The House Committee on Transportation, Highways and Public Works and the Senate Committee on Transportation, Highways and Public Works met jointly Wednesday and approved issuance of grant anticipation revenue vehicle bonds to finance the projects.

A road in Port Fourchon, Louisiana, Monday, April 3, 2006
A road in Port Fourchon, Louisiana. The state is weighing whether or not to issue Garvee bonds for the first time. Bloomberg News

A state law authorizing Garvees has been on the books since 2002.

“We put together a proposal to use Garvee bonds for a number of projects that will be culminating their environmental reviews later this year,” Department of Transportation and Development Secretary Shawn Wilson told the committee. Some of the projects have been planned for up to 30 years.

When asked about the stability of the Federal-aid Highway Program, Wilson said more than 25 states have used Garvees and none of them have stopped using the financing program because of budget difficulties in Washington, D.C.

Sen. Jim Fannin, R-Jonesboro, said the state considered using Garvee bonds twice before but received recommendations against moving forward with the program. “What changed today?” he asked.

Wilson said the state had a manageable capital program for a number of years that was supported by surpluses and federal stimulus funds that could be used without any restrictions.

“It’s important to note that if we had additional revenue on a sustainable basis we would not be here today,” he said. “What you see here is a balanced approach to investing in infrastructure but also using a tool that we have not used.”

Wilson said that legal opinions that he reviewed said the Garvee bonds would not impact the state’s debt limit because the federal money goes directly to bondholders.

Some committee members were concerned that the transportation department will spend about $67 million a year as the state’s matching share required by the Garvee program, meaning those funds will not be available for other local projects.
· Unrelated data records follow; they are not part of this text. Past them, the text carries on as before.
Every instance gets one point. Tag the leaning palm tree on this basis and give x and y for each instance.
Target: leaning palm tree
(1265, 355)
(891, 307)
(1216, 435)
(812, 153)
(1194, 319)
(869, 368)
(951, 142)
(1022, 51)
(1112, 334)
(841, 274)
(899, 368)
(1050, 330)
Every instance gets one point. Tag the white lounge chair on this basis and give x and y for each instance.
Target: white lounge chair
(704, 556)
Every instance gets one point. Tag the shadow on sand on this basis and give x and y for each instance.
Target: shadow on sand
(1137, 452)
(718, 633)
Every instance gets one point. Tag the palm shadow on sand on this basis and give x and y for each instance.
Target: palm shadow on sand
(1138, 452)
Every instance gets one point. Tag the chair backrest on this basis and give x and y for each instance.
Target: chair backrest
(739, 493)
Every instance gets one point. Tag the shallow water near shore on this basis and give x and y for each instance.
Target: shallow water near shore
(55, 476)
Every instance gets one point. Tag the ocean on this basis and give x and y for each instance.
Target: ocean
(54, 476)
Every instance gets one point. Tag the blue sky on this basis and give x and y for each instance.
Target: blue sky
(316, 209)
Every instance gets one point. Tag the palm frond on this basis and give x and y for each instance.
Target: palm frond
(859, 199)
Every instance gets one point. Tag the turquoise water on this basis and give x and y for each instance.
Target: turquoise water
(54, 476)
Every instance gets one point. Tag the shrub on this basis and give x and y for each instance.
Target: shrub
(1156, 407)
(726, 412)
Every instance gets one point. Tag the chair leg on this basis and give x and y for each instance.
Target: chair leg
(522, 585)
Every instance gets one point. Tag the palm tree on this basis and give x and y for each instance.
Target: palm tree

“When we start spending $300 million of these Garvee bonds, we’re not tapping into other funds,” Wilson said.

When each project is ready to begin construction over the next three or four years, Wilson said, bonds will be issued for each project with 12-year maturities to pay down the debt quickly as opposed to tying up funds over a longer period of time.

Local entities and planning organizations are also contributing funds toward the projects.

Several people committee members and others appearing before the panel hailed the inclusion of a project to substantially reconstruct and widen Interstate 10 from the Mississippi River Bridge to the area where I-10 and I-12 split in Baton Rouge.

“The capital region I-10 widening is so critical to our region,” said Baton Rouge Area Chamber President Adam Knapp. “This is the most traffic congested chokepoint.”

Knapp cited a Texas A&M Transportation Institute Urban Mobility Scorecard that ranked Baton Rouge as the third worst for mid-sized cities for commuter delays and excess fuel costs.

Other projects to be financed with Garvee bonds include a new I-10 interchange for the new airport terminal under construction at the Louis Armstrong New Orleans International Airport and a new I-20 access point to Barksdale Air Force Base in Bossier City.

The Garvee program also must be approved by the Joint Legislative Committee on the Budget and the State Bond Commission.